Acting on a Bombay high court order, the state home department recently slashed the prison sentence of an alleged Khalistani terrorist to 30 years.
The state government had earlier decided to extend alleged terrorist Nishant Singh Jaimal Singh Sohel's prison term to 60 years.
Sohel allegedly worked for the Khalistan Commando Force, using terror tactics in Maharashtra to pressurise the central government to establish a separate Khalistan.
He was first sent to prison in 1991 as an undertrial, and later in March 1997, after his conviction to life by a designated Terrorist and Disruptive Activities (Prevention) Act (TADA) court.
The state government, in a letter to the inspector general of prisons in September 2006, had said that he would have to serve a minimum sentence of 60 years.
The letter stated: "Considering the seriousness of the crime and its social implications, the convict's political philosophy and the premeditated manner in which the serial offences have been committed, likewise, taking into account his present age (31), your recommendation to release him prematurely as per his 14 Year Report is rejected," the under secretary of the home department had stated.
He also that the government would consider his premature release only after he undergoes a minimum 60 years of actual imprisonment.
Following this, in 2009, Sohel had moved the high court, seeking premature release. However, the court dismissed the petition after the state government produced the letter from the home department.

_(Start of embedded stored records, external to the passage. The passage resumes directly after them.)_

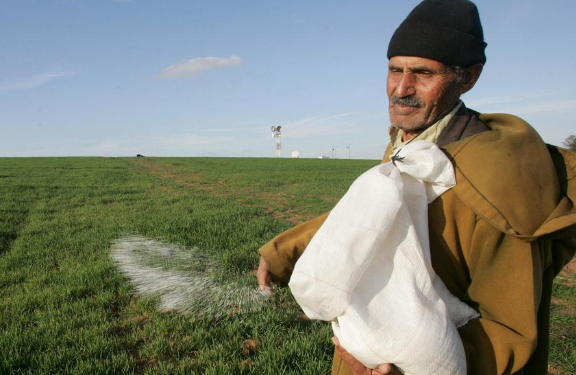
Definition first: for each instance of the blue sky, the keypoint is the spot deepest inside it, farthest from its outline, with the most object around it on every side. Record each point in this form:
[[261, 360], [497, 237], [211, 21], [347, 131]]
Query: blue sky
[[210, 77]]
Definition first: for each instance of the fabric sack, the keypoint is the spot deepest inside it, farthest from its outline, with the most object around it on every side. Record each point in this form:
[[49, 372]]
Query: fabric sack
[[368, 269]]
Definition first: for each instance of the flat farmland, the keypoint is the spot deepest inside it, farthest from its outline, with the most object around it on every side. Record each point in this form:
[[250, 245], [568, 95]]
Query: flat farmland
[[65, 308]]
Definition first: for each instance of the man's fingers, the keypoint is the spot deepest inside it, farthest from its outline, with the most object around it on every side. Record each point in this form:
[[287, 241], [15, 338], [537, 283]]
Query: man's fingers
[[358, 368], [386, 369], [355, 365]]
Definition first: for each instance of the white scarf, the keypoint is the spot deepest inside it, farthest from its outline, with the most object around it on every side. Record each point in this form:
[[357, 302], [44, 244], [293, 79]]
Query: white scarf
[[368, 269]]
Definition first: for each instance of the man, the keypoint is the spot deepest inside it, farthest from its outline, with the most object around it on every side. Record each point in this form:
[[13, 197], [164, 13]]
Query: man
[[500, 236]]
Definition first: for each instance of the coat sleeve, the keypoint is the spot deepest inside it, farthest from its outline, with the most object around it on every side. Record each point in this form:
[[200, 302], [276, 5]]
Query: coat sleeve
[[499, 275], [282, 252]]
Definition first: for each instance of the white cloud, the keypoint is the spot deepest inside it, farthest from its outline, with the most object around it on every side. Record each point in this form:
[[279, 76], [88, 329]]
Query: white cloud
[[199, 65], [318, 126], [34, 81], [546, 107]]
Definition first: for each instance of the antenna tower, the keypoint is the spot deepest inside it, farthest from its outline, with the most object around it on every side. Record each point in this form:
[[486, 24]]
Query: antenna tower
[[276, 134]]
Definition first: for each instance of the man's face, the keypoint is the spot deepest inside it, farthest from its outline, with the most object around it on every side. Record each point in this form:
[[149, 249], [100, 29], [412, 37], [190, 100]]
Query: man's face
[[420, 91]]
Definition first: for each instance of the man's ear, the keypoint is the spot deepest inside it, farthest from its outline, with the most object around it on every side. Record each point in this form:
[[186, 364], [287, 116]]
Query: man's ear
[[471, 75]]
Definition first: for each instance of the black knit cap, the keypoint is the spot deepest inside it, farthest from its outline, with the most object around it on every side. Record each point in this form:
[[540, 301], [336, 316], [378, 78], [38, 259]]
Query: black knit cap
[[448, 31]]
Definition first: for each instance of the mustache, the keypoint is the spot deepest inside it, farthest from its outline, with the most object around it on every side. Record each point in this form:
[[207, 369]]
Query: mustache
[[408, 101]]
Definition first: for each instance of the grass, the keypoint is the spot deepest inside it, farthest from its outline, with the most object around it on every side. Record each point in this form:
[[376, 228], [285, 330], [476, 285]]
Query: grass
[[65, 308]]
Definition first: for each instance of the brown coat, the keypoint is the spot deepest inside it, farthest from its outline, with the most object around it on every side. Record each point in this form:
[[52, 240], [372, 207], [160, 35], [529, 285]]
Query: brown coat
[[497, 239]]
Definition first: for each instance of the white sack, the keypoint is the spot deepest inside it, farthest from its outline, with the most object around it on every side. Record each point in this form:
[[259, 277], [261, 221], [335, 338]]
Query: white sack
[[368, 269]]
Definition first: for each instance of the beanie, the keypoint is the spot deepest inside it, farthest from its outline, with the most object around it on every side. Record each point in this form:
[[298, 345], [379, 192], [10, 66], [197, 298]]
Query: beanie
[[448, 31]]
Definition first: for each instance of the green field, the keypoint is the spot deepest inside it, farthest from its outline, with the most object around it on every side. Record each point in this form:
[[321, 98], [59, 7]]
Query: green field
[[66, 309]]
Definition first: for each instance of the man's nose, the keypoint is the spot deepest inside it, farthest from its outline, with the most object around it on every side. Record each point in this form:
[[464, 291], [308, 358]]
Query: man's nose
[[405, 85]]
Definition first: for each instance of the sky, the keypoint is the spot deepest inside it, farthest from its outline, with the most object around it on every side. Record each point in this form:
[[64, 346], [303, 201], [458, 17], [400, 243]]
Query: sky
[[211, 77]]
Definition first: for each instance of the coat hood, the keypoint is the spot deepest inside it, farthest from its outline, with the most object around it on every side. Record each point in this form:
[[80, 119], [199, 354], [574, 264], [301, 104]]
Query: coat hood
[[512, 179]]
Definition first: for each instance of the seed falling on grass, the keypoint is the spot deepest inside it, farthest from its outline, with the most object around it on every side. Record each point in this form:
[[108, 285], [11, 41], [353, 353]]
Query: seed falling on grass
[[185, 280]]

In 2011, Sohel filed a fresh petition, based on which the court quashed the government's decision. His counsel, NN Gavankar, pointed out that the state government's order violated the 1992 guidelines, which form the basis for cases for the premature release of convicts, which provides a maximum term of 30 years for terrorists and extremists. He contended the guidelines did not anywhere provide for a 60 years of imprisonment.
A division bench of justice AM Khanwilkar and justice AR Joshi, in February this year, observed that the government's decision neither refers to the provision, nor assigns any reason for why the authority has specified a 60-year period of imprisonment.